When using vinegar or baking soda, the general rule is to pour in ½ a cup to a full cup (250 to 500 ml).
Also, if you’re wondering whether you can use baking soda and vinegar together in the washing machine, 21 Oak suggests choosing one of the two or using them at different times in the wash cycle. This is because baking soda and vinegar have different ph levels that can offset each other, losing the advantages of both.
Therefore, go for one ingredient, or use baking soda in the wash cycle and vinegar during the rinse cycle.
It’s also worth noting that baking soda and vinegar are less likely to create excess suds, unlike dish soap.
If you’d like more information on how to wash clothes without detergent, read my other article, Can You Wash Clothes Without Detergent?
Can I Mix Fabric Softener With Laundry Detergent?
Generally, fabric softener is added to laundry after the initial wash cycle. This is because pouring fabric softener onto your wet clothing during the rinse cycle ensures that the product sinks into the fabric without entirely washing away.
However, you might also wonder if mixing fabric softener with laundry detergent is okay.
You should not mix fabric softener with laundry detergent, as they can decrease the effectiveness of each other. They have different purposes, and the detergent may wash away the softener. Additionally, the softener can lower the cleaning ability of the detergent.
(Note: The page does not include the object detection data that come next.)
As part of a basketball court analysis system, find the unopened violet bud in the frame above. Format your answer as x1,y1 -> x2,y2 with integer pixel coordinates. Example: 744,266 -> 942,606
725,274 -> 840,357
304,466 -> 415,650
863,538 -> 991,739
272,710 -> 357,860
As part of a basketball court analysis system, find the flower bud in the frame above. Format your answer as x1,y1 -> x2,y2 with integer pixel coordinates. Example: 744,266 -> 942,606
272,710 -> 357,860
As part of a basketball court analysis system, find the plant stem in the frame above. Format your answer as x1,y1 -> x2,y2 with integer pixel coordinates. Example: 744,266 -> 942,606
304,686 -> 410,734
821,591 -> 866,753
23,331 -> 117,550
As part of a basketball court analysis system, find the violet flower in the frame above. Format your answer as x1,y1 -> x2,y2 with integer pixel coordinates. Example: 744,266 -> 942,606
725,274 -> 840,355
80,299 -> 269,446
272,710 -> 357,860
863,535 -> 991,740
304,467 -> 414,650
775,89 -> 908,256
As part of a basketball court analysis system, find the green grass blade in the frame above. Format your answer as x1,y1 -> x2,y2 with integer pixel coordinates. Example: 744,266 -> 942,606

Therefore, it’s recommended that you use fabric softener and laundry detergent separately. Add laundry detergent during the wash cycle and softener in the rinse cycle to get soft, fresh-smelling clothes.
Although fabric softener can make your clothes come out of the drier feeling softer, smoother, and smelling great, it’s not a soap-based solution. As such, it doesn’t clean clothes in the same way as laundry detergent or plain soap.
However, if you run out of laundry detergent, you can use baking soda, powdered borax, or white vinegar in a pinch.
You can also use dish soap, but if you add too much, your washing machine could overflow with bubbles—so exercise caution!